I wondered about what I had done—the long solo car trips back and forth from college to visit my parents, the air conditioner rattling away in my bedroom window, the hamburgers I was planning on cooking for dinner. I tried not to think about what I had failed to do—the environmental justice organization whose phone calls I had been avoiding, the climate emergency march I skipped, the hard conversation with a climate-denying family member that I had been putting off. I rinsed out my soup cans and stacked them in the recycling bin and wondered if it was enough. 

God met me in my anxious desperation, reminding me that overcoming sin is not about having the right answers but about trusting in God’s mercy. We cannot think our way out of a spiritual crisis. When I pray in the Litany of the Sacred Heart, “Heart of Jesus, desire of the everlasting hills, have mercy on us,” I remember the hills and hollers of my native Appalachia that bear the wounds of human ignorance and greed. I think about the injury that I have inflicted. Kneeling on the loose ground I whisper , “Heart of Jesus, bruised for our offenses, have mercy on us.”

The crown of thorns surrounding the Sacred Heart reminds us that some of the holiest places are also some of the most broken places. As close to Jesus as I feel standing on a sandstone bluff and looking out over the beauty of God’s Red River Gorge, the abandoned strip mine further down the highway is where I meet the Crucified One. In a creek bed buried under a whole mountainside, I feel the grief of the One whose Heart is weighed down with insults . In a scraped-over, lifeless field, I find the One whose Heart was obedient to death. I go up the mountain to pray and, even when the mountaintop isn’t there, somehow God still is.

Where I can see only emptiness and waste, Jesus surprises me with newness—the oak seedlings rooting in the gravel, the cerulean warblers flitting overhead. In spite of everything, death is not the end. The same Sacred Heart that died on the hill  of Calvary is also a fountain of life and holiness, the salvation of those who trust in it. As long as Jesus’s Heart is beating, we cannot let ourselves be given over to despair.

Instead, we are invited to the healing work of reparation. In a world marred by sin and division, the Sacred Heart is the place of peace and reconciliation, the delight of all the Saints. God is calling to all of us to overcome our individualism and to confront sinful systems of environmental destruction together. Jesus opens his Sacred Heart to each one of us, and we must open our hearts to one another. When we pray and fast, when we get involved in local community organizing efforts, when we attend demonstrations or participate in civil disobedience, we commit ourselves to the healing of the world and our own hearts.
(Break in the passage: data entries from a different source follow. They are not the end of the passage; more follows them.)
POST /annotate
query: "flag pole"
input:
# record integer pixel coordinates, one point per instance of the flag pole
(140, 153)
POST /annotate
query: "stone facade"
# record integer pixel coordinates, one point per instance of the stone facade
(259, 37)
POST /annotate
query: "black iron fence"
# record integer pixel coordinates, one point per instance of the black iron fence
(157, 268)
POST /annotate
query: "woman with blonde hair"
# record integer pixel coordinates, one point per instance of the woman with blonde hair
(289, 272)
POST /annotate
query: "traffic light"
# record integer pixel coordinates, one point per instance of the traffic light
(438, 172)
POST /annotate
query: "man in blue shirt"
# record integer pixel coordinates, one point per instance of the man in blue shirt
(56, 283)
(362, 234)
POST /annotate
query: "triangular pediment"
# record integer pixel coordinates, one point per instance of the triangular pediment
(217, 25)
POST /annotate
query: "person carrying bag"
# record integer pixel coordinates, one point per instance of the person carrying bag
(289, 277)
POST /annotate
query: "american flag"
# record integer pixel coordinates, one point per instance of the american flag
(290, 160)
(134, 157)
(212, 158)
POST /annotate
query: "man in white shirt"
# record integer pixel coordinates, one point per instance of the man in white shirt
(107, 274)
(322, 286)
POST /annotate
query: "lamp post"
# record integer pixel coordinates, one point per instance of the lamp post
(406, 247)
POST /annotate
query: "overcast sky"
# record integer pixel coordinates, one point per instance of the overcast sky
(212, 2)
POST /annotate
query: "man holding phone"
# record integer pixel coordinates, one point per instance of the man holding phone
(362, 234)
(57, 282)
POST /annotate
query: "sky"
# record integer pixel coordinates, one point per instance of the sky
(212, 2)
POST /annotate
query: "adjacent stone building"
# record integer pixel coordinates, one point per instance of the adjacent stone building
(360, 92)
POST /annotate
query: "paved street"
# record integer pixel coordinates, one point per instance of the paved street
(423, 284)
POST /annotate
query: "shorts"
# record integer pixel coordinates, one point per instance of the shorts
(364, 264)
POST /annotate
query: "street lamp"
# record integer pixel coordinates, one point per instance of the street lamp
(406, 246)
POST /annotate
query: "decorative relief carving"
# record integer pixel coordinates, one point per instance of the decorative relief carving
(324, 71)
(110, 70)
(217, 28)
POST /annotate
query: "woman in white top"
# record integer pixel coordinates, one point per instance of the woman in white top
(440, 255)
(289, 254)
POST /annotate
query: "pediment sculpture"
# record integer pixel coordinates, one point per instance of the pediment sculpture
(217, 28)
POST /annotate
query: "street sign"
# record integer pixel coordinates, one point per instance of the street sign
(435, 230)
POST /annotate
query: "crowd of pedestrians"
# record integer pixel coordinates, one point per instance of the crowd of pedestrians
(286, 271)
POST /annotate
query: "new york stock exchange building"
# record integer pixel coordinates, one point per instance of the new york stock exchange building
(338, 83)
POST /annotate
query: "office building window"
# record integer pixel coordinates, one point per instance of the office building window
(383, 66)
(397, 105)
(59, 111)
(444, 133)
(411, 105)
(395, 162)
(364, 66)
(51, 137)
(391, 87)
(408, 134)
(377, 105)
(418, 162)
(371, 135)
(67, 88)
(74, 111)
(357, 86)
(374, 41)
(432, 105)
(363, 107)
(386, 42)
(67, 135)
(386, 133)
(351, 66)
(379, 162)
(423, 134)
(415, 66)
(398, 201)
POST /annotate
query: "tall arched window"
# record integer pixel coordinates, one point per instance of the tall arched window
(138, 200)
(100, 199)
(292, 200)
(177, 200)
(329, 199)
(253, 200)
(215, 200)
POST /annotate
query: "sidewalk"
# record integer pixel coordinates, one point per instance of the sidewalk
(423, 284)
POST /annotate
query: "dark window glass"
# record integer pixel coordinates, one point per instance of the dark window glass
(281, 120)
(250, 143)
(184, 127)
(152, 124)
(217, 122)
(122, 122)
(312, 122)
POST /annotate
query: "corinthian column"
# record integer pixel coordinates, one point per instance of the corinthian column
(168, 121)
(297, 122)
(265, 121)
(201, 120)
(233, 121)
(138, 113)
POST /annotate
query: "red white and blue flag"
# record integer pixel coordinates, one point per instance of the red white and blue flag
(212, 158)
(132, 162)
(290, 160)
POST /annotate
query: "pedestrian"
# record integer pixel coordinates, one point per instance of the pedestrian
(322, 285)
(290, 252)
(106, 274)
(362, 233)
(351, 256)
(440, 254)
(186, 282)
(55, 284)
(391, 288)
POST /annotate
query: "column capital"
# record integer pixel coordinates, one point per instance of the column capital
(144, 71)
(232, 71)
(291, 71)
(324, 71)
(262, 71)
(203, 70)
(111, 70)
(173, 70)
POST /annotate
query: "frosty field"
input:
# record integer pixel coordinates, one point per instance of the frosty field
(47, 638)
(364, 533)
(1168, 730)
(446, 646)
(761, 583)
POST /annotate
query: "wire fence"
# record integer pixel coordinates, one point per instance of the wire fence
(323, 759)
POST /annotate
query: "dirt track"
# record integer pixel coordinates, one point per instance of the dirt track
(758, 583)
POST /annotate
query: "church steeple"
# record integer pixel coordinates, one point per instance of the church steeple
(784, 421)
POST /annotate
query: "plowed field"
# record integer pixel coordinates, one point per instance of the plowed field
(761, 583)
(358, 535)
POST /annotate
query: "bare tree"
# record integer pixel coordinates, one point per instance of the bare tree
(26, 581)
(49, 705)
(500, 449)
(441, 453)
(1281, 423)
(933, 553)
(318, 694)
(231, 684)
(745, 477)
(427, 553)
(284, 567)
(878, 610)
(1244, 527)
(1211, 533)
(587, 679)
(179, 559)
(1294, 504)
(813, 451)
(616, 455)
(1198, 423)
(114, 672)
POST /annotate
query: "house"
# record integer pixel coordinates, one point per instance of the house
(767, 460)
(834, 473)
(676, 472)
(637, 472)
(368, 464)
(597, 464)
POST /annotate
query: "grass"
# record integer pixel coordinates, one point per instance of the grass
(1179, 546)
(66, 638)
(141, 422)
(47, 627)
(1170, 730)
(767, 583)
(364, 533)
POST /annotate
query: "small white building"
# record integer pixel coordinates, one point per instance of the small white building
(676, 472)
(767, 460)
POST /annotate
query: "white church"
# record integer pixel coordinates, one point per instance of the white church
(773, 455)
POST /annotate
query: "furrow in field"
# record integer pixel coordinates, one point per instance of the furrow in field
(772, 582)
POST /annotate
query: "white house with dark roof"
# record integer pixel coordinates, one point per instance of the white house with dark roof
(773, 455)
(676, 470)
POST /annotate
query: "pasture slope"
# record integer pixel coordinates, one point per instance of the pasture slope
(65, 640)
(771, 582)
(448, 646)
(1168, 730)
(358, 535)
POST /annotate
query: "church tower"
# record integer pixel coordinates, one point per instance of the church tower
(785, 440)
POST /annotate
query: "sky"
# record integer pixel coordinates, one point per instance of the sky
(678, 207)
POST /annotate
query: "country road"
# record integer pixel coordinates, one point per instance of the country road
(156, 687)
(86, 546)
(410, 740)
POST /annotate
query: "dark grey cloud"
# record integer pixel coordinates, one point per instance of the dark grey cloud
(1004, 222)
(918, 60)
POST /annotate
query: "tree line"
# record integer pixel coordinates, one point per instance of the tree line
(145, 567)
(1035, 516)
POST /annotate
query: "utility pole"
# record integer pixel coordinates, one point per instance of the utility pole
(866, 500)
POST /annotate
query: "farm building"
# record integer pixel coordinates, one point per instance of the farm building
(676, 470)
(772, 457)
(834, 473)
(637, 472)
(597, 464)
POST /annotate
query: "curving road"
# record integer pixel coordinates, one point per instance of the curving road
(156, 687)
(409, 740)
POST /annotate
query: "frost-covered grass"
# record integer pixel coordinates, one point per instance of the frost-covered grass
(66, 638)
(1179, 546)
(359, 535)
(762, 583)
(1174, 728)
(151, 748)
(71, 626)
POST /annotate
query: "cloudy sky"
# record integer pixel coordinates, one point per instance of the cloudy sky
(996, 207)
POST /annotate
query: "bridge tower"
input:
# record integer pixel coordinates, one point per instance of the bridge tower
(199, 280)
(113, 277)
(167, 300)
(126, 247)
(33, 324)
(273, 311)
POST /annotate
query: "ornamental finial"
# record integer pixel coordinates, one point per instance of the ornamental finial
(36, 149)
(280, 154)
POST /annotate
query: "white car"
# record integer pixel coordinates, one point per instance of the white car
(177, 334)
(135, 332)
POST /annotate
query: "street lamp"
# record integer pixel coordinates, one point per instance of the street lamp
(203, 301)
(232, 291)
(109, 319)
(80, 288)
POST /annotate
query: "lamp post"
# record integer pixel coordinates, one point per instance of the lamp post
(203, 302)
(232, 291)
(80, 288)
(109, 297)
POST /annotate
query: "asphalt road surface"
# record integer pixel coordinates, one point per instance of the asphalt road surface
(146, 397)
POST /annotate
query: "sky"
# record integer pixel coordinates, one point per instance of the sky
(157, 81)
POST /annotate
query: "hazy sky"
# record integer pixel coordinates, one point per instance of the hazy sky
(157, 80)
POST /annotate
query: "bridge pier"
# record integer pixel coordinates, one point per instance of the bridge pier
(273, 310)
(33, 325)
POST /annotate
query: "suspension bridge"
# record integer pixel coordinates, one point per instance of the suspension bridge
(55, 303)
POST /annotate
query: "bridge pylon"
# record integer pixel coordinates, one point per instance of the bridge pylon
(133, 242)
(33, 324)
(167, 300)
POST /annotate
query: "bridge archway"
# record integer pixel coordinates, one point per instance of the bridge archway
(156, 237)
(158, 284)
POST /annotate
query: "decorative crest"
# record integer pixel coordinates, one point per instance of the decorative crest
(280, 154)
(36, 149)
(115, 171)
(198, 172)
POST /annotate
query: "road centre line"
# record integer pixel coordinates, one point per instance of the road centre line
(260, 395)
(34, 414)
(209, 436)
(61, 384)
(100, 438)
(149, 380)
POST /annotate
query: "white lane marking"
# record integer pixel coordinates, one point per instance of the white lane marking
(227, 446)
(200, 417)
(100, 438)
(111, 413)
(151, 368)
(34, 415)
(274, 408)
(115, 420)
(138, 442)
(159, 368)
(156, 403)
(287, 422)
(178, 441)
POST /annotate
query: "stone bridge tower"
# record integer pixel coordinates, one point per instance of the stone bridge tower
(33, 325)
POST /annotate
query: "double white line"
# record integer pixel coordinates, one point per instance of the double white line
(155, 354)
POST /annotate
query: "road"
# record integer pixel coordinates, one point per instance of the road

As I have settled into my new home in the Bronx, a borough carved up by freeways and nicknamed “asthma alley” for its abysmal air quality, I have sought out ways of deepening my commitment to pursuing environmental justice. I attend marches organized by climate justice groups and kneel in prayer while demonstrators are arrested in front of the wealthy and powerful on Wall Street. I meet regularly with an interfaith coalition of people from across New York state lobbying for climate justice legislation in Albany. Sometimes the fear that my efforts are not enough creeps in, but God reminds me that our hope is not in the certainty of our success but in the depths of Jesus’s infinite mercy, in the Sacred Heart, the abyss of all virtue.  In the times when I fear that everything might be lost, it is God who continues to labor in creation, fully alive.